In the last three years I have made some of the best friends of my life, met the woman I thought I was going to marry and then had her break up with me, successfully completed a dream job opportunity, drastically altered the course of my life, and completed more than two-thirds of graduate studies which will allow me countless career choices.  While I’m not entirely sure who or what I will become on my journey around the world, that’s not such a bad thing.  I know who I thought I was until a couple of years ago, and that was drastically wrong.  Part of the goal for my 28th Year is to really hash out the answer to who I am today.

‘What Shapes Me?’


I know a few things that work to shape who I am.  I am extremely fortunate.  Aside from leaving a great legacy in philanthropic donations to the San Diego, California community, my great-grandparents very generously helped pay for my education, my home, and so many experiences over the course of my life.  My mother – who raised me as a single mom for the majority of my life – put herself through nursing and medical school to become a leader in her field of medicine.  Before the passing of her grandparents, we lived an extremely frugal lifestyle as she worked to establish herself and her practice.  Since then I have been able to have significant travel and educational experiences - all while being acutely aware that each opportunity has been a blessing.  I can only hope to live up to the example my mother and great-grandparents have set for me.
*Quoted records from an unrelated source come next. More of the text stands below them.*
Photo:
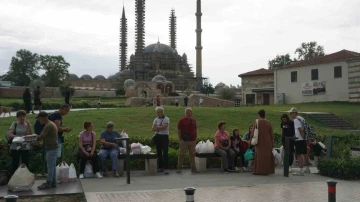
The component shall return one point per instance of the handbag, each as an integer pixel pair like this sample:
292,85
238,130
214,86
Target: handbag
9,140
255,137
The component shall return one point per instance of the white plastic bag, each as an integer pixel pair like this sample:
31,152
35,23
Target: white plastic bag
198,147
145,149
72,173
124,135
64,172
88,172
22,180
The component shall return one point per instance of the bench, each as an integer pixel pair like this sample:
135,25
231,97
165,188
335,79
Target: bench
150,162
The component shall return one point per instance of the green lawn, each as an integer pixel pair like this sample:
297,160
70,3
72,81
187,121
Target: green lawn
138,120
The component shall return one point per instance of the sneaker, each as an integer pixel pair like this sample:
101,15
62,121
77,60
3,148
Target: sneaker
298,173
98,175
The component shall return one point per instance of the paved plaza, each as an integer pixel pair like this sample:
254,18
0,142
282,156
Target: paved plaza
215,186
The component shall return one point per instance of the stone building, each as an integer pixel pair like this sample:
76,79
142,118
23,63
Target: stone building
258,87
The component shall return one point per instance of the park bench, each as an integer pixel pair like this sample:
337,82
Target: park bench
150,162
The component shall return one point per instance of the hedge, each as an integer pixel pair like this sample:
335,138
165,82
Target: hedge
55,105
70,148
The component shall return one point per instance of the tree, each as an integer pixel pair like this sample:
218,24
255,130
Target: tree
227,93
279,61
56,70
309,50
23,68
207,88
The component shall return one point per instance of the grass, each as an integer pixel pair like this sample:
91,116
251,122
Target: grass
138,120
92,100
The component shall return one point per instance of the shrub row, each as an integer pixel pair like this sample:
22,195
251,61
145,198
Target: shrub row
55,105
70,148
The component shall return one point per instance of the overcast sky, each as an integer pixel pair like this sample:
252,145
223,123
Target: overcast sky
238,35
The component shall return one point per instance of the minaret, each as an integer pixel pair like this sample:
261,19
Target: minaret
198,46
139,39
172,29
123,40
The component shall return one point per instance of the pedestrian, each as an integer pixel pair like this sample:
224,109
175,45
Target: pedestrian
50,136
300,143
186,99
187,132
161,129
37,99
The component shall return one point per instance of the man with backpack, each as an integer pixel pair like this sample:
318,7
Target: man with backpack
302,135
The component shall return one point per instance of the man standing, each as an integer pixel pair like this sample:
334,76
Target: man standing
37,99
161,128
300,143
50,136
186,99
56,117
187,132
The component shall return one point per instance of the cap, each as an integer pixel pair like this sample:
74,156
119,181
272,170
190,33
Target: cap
110,125
292,110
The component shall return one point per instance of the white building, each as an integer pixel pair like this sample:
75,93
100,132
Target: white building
333,77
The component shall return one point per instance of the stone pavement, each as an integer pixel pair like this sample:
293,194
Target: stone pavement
216,186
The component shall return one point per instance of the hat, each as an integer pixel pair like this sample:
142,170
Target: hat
293,110
110,125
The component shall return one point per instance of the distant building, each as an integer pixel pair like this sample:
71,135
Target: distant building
333,77
258,87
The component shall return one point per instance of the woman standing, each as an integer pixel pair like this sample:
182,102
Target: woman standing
288,130
19,128
27,100
222,147
264,160
87,146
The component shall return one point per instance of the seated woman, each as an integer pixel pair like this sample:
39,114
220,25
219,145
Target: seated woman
222,148
109,148
87,146
19,128
239,146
I am extremely trusting.  I approach every relationship I have fully trusting an individual until they give me reason not to.  While I have certainly been burned on a few occasions because of this philosophy, I find it helps me have a far more positive outlook on life than many of my peers.  Doing so allows me to make friends more quickly without carrying the burden of having to eventually ‘let down my guard.’  I also learn from the situations where an individual has exploited my trust, and know how to identify and avoid those types of individuals in the future.  This continues to be a learning process, but I find it allows me incredible peace of mind when doing anything from meeting somebody for the first time to delegating responsibility and asking for help.
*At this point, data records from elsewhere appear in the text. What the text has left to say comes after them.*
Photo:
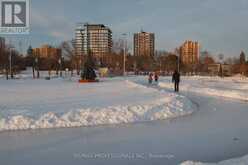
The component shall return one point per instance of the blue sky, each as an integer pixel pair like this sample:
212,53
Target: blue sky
220,26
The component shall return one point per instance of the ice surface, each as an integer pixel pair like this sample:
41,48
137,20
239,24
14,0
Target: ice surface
234,87
33,104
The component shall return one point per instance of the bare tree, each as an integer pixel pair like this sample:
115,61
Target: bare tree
68,52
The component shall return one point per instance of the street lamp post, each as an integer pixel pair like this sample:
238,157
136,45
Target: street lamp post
10,63
124,55
37,66
60,67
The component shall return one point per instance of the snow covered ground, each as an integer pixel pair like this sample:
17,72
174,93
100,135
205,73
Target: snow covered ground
32,104
237,161
232,87
215,131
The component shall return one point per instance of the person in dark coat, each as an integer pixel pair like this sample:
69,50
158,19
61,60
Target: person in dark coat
150,78
156,77
176,80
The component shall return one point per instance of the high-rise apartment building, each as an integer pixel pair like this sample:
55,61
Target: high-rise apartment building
94,38
144,44
47,51
189,52
2,43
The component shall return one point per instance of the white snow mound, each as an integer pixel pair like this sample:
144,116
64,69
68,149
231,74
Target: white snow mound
237,161
159,108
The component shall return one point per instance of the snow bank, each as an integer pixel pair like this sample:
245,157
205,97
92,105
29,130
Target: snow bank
237,161
117,110
228,93
156,110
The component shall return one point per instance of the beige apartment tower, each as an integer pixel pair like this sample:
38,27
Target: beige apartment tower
189,52
94,38
144,44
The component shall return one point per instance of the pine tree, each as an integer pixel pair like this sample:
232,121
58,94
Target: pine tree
88,71
242,57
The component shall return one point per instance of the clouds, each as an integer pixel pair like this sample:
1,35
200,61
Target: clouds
54,26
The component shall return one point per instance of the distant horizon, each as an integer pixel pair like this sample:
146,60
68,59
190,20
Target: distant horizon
213,24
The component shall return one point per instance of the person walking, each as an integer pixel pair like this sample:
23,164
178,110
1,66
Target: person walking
156,77
150,78
176,80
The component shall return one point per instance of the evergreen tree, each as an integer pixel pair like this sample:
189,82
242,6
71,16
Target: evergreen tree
242,57
88,71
I am fiercely loyal.  I will not blindly follow any individual or any group, but I will go to great lengths to be their strongest advocate.  I have been told this quality is what made me such a good political spokesman and what makes me an attractive candidate for anything ranging from marketing to lobbying.  I think of it more as common sense.  If there is a product, individual, or institution that I feel benefits me or others I care about in some way, I will make every effort to channel business, references, or whatever else is needed to keep them around.  This brings up another aspect about me: Who do I care about?

I care about everybody.  As a teenager and in my early twenties, one of the hardest repeated tasks I ever had to do was break up with a girlfriend.  No matter the reason behind the breakup, I still cared a great deal about them as a person.  This is not to say I adhere to some clichéd breakup line, but the truth is that I carry an incredibly high level of empathy for everybody.  As an offshoot of this, I feel as if I can never truly be content in a career where I’m not serving people directly in some way, working to enact some change that creates a better world or anything that can be viewed as money-driven in the sense of filling my pockets before considering the needs of others.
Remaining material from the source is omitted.